Ma famille paternelle est d'origine pieds-noirs. Avant même de réaliser ce que cela signifiait, je comprenais que ma grand-mère, mes grands-oncles et tantes étaient tous nés en Algérie. J'entendais parler de ce pays comme d'un paradis perdu, une terre ensoleillée où il faisait bon vivre. De temps à autre, la guerre était vaguement évoquée, sans s'attarder. Les événements restaient un sujet défendu, mes aïeux n'y font pas exception. Depuis que je m'intéresse au cinéma, à cette manière unique de raconter des histoires, j'ai envie de relater celle-ci. Néanmoins, il m'a fallu un certain temps pour réussir à considérer les origines de ma famille comme un sujet qui pourrait intéresser d'autres gens. Il fallait aussi dépasser la pudeur, accepter de dévoiler une part d'intimité.

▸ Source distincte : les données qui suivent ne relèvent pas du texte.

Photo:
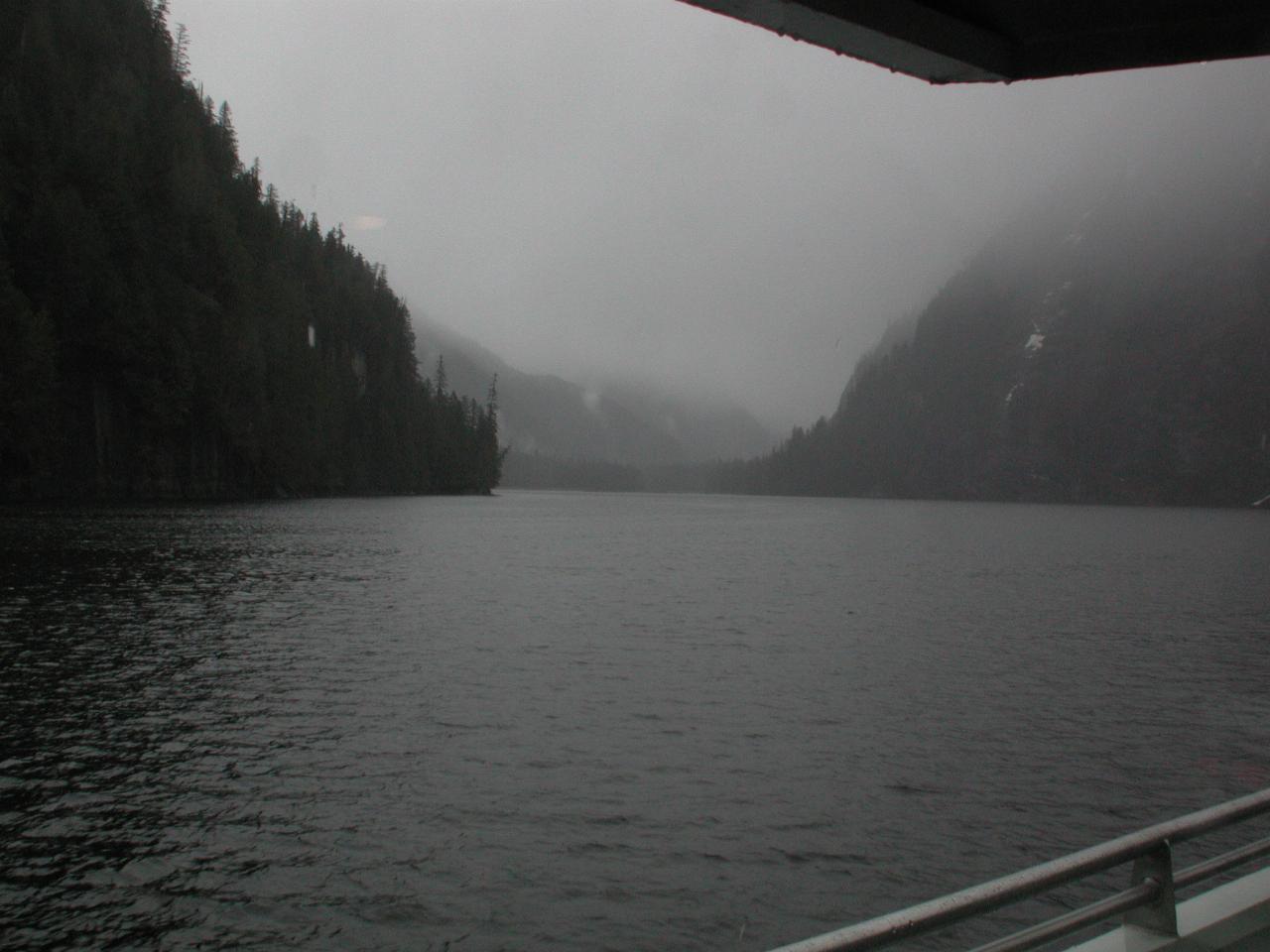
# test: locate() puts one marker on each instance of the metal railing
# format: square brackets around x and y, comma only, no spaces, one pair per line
[1148,902]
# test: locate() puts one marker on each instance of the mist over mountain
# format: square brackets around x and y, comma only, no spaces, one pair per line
[1110,345]
[169,325]
[626,422]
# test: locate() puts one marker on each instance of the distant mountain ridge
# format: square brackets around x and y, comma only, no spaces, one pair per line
[630,424]
[1111,345]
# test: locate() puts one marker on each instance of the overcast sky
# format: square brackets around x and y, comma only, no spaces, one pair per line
[644,188]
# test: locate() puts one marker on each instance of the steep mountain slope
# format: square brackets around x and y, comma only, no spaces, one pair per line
[1111,345]
[617,422]
[168,326]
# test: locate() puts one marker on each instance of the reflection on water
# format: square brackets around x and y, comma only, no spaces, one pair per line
[579,721]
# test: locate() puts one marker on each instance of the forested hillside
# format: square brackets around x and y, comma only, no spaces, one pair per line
[1111,345]
[169,325]
[597,425]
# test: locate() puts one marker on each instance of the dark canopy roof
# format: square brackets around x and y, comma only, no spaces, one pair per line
[994,41]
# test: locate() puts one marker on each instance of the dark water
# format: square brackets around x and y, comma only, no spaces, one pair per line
[564,721]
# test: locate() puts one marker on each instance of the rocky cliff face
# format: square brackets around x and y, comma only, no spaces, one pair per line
[1111,345]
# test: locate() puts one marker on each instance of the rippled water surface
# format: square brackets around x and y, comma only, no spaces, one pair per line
[568,721]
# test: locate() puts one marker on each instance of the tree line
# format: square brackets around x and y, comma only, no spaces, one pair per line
[169,325]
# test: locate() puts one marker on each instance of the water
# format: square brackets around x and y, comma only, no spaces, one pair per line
[568,721]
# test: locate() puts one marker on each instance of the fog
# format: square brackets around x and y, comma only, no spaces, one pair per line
[647,189]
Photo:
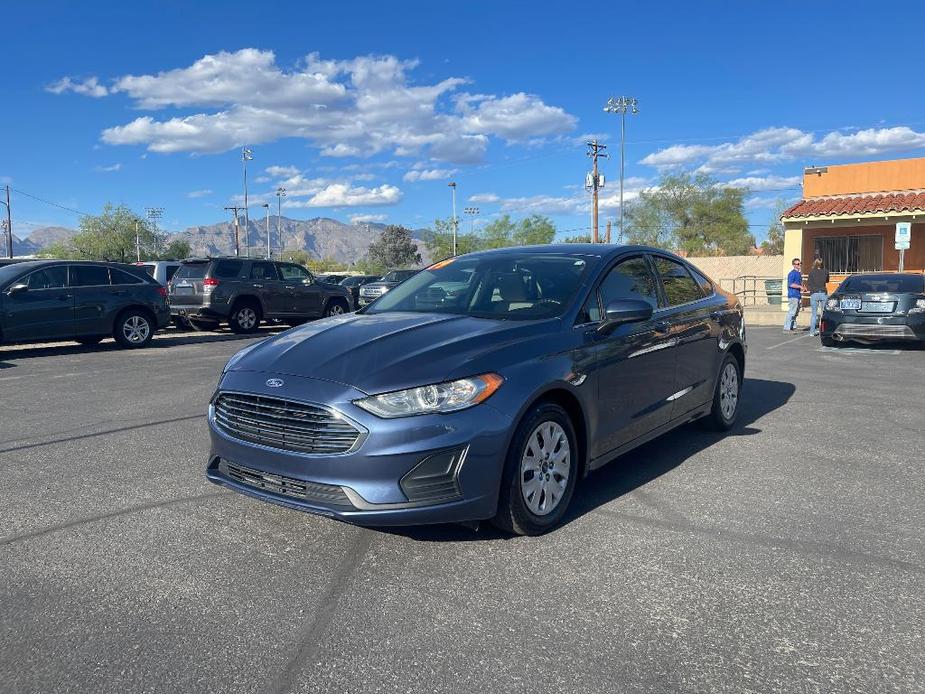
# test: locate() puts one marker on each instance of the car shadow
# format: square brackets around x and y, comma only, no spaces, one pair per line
[165,339]
[634,469]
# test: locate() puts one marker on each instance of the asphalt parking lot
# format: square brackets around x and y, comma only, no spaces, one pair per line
[787,556]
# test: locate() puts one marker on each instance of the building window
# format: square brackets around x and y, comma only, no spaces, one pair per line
[851,253]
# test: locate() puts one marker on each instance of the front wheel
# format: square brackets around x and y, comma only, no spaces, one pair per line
[134,328]
[539,473]
[726,397]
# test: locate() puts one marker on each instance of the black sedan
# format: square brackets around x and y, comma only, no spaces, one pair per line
[52,300]
[875,307]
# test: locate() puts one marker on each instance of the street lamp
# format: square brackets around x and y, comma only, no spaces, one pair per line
[472,212]
[246,156]
[620,105]
[452,184]
[267,206]
[280,194]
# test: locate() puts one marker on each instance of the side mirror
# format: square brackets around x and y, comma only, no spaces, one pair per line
[621,311]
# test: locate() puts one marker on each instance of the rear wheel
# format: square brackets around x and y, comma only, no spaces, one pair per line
[335,307]
[539,473]
[133,328]
[726,396]
[245,318]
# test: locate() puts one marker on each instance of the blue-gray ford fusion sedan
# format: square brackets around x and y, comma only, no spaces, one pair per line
[484,387]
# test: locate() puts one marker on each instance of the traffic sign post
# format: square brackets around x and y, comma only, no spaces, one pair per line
[903,240]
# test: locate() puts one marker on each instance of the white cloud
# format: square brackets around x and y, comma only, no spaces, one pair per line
[361,218]
[282,171]
[88,87]
[764,183]
[357,107]
[428,174]
[774,145]
[342,195]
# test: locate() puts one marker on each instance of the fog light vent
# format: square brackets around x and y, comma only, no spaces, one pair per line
[436,477]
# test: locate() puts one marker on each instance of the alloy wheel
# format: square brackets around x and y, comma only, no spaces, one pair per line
[729,391]
[136,329]
[545,468]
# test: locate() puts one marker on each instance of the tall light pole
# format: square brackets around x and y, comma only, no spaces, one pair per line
[452,184]
[472,212]
[8,225]
[267,206]
[620,105]
[246,156]
[280,194]
[154,214]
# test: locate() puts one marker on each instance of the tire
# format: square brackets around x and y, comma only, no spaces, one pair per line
[726,397]
[336,307]
[134,328]
[245,317]
[519,511]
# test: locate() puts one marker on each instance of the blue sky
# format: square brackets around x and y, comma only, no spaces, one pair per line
[366,110]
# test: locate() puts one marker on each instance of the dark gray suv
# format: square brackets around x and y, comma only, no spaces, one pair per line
[208,291]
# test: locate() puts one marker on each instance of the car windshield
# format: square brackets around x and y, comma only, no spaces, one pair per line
[191,271]
[503,286]
[885,283]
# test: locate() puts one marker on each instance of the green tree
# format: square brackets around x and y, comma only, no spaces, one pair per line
[691,213]
[774,243]
[394,248]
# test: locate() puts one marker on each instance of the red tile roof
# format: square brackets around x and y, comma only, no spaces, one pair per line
[857,204]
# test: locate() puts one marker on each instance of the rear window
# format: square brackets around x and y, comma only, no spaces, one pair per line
[192,271]
[227,269]
[912,284]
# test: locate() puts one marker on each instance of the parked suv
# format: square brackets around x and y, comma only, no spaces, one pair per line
[208,291]
[49,300]
[372,291]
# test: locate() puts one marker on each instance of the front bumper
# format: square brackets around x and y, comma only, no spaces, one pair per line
[842,326]
[365,486]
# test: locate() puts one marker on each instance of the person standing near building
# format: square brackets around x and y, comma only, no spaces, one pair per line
[794,295]
[818,278]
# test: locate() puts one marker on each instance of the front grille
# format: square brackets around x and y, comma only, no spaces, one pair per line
[327,494]
[284,424]
[865,330]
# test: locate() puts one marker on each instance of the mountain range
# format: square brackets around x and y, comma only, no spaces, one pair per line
[320,237]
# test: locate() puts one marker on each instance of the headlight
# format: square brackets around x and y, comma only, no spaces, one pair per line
[440,397]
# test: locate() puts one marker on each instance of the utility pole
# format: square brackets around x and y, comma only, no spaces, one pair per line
[280,194]
[246,156]
[9,225]
[620,105]
[267,206]
[234,211]
[154,214]
[594,182]
[452,184]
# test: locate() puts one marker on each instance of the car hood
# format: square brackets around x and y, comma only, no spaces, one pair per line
[389,351]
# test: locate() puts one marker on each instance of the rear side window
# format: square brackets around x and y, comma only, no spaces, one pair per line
[630,279]
[227,269]
[192,271]
[49,278]
[263,271]
[679,286]
[121,277]
[88,275]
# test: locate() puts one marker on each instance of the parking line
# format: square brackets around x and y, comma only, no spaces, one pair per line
[787,342]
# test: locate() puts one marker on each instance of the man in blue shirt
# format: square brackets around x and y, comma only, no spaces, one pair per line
[794,294]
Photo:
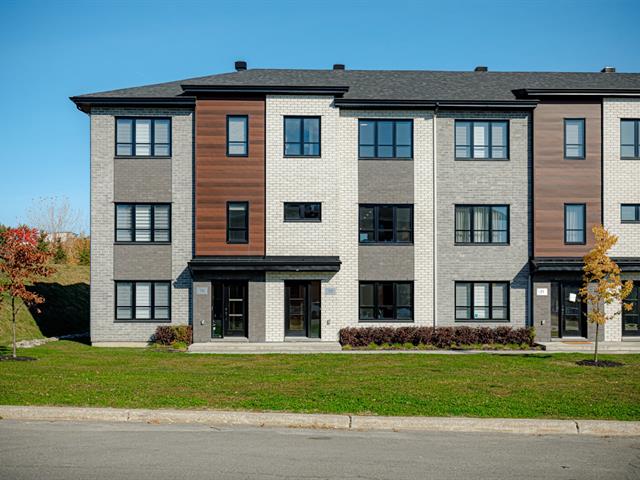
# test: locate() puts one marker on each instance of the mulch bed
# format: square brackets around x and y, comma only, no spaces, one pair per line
[8,358]
[599,363]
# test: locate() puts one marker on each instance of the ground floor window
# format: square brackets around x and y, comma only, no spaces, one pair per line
[144,301]
[386,301]
[482,301]
[631,318]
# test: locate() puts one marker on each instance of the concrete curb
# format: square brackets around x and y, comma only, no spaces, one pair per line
[321,421]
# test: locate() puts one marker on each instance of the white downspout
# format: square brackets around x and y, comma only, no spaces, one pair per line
[435,216]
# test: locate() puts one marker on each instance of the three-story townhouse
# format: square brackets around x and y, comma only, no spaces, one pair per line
[284,205]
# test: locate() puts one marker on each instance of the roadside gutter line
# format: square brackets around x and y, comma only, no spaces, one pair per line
[323,421]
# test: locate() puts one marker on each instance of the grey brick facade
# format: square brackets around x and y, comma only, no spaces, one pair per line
[138,180]
[484,182]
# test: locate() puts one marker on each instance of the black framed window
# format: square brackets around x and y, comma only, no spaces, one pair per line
[237,222]
[237,135]
[385,139]
[482,301]
[143,301]
[630,213]
[386,301]
[574,138]
[630,139]
[302,212]
[481,140]
[386,223]
[144,223]
[482,224]
[575,223]
[143,137]
[302,136]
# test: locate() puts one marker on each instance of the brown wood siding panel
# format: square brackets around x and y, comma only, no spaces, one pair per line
[220,179]
[558,181]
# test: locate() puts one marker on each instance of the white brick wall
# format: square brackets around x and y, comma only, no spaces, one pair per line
[103,327]
[621,185]
[333,180]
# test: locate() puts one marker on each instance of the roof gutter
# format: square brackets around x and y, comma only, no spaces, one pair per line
[348,103]
[86,103]
[287,90]
[576,92]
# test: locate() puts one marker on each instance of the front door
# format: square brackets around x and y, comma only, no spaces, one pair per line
[631,318]
[302,309]
[572,311]
[229,309]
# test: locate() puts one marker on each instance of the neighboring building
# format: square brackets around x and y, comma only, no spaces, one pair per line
[273,205]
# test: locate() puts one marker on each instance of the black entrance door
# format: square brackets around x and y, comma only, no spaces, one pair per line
[631,318]
[229,309]
[302,309]
[572,311]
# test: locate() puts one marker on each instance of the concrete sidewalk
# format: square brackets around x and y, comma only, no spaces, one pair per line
[319,421]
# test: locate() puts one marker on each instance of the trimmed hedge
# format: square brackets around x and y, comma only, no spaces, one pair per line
[170,334]
[439,337]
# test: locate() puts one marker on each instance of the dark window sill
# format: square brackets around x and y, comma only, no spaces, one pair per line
[137,157]
[142,243]
[482,244]
[482,159]
[389,244]
[471,320]
[398,159]
[390,320]
[141,321]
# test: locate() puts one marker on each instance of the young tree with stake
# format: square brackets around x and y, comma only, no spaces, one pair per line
[601,283]
[22,262]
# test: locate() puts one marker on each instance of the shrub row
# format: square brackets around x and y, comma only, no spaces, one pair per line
[170,334]
[439,337]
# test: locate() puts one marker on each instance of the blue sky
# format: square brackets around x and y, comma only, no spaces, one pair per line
[52,50]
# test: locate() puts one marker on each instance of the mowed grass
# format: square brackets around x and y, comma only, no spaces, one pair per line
[484,385]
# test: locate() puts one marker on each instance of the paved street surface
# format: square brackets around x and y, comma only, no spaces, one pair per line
[63,450]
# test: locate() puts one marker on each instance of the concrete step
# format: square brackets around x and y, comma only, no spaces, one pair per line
[266,347]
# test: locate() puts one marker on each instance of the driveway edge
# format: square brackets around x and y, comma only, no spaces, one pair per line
[323,421]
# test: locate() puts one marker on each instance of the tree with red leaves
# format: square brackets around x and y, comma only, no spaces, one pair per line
[22,261]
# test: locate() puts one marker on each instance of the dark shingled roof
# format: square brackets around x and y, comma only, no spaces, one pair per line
[394,84]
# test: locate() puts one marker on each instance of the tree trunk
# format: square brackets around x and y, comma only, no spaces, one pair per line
[595,356]
[13,318]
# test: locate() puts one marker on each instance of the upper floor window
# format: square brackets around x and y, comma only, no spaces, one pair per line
[482,224]
[302,212]
[237,135]
[630,139]
[302,136]
[149,301]
[143,137]
[385,139]
[630,213]
[482,301]
[386,301]
[574,138]
[237,222]
[143,223]
[482,139]
[386,223]
[575,223]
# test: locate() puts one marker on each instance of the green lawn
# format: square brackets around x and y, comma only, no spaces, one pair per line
[66,307]
[538,386]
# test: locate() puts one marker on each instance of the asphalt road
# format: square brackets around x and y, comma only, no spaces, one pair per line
[64,450]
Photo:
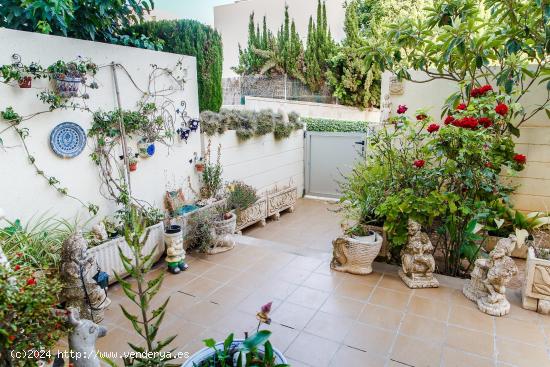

Quand je me suis rendu compte, en discutant autour de moi, que j'étais loin d'être la seule concernée par cette histoire et que notre génération n'avait aucune idée précise de ce qu'être pieds-noirs pouvait signifier, je me suis dit qu'il était temps de s'y pencher. D'une part pour libérer la parole au sein de ma propre famille, d'autre part parce que l'exil est un sujet universel et actuel : l'histoire d'un départ forcé, d'un déracinement, d'une reconstruction et d'une adaptation. Je trouve important que le cinéma puisse être un vecteur de transmission du savoir et un savoir unique, intime et individuel. Pour citer Chris Marker : Là où on voudrait nous faire croire que s’est forgée une mémoire collective, mille mémoires d’hommes qui promènent leur déchirure personnelle dans la grande déchirure de l’Histoire...


Il ne reste que deux pieds-noirs vivants dans ma famille : Jeanine, ma grande-tante, la veuve du premier frère de ma grand-mère, et Jean-Marc, mon grand-oncle, frère de ma grand-mère. Jeanine a 80 ans et vit désormais seule dans son appartement à Rennes. Ma grande-tante est une femme bavarde, qui ne se lasse pas de raconter les bons souvenirs de l’Algérie, dont elle est nostalgique. Jean-Marc, 70 ans, habite dans la périphérie rennaise avec sa compagne. Il entretient avec l'Algérie des rapports moins étroits et aborder ses souvenirs a été l'occasion de découvrir une version de l'histoire à travers des yeux plus jeunes. Il y a également une place pour les morts, spécialement ma grand- mère. Elle ne s’était jamais remise du départ d'Algérie et s’est donnée la mort à l'âge de 57 ans. J’ai voulu en faire un des personnages principaux et lever le voile sur qu'elle était et ce qu'a été sa vie.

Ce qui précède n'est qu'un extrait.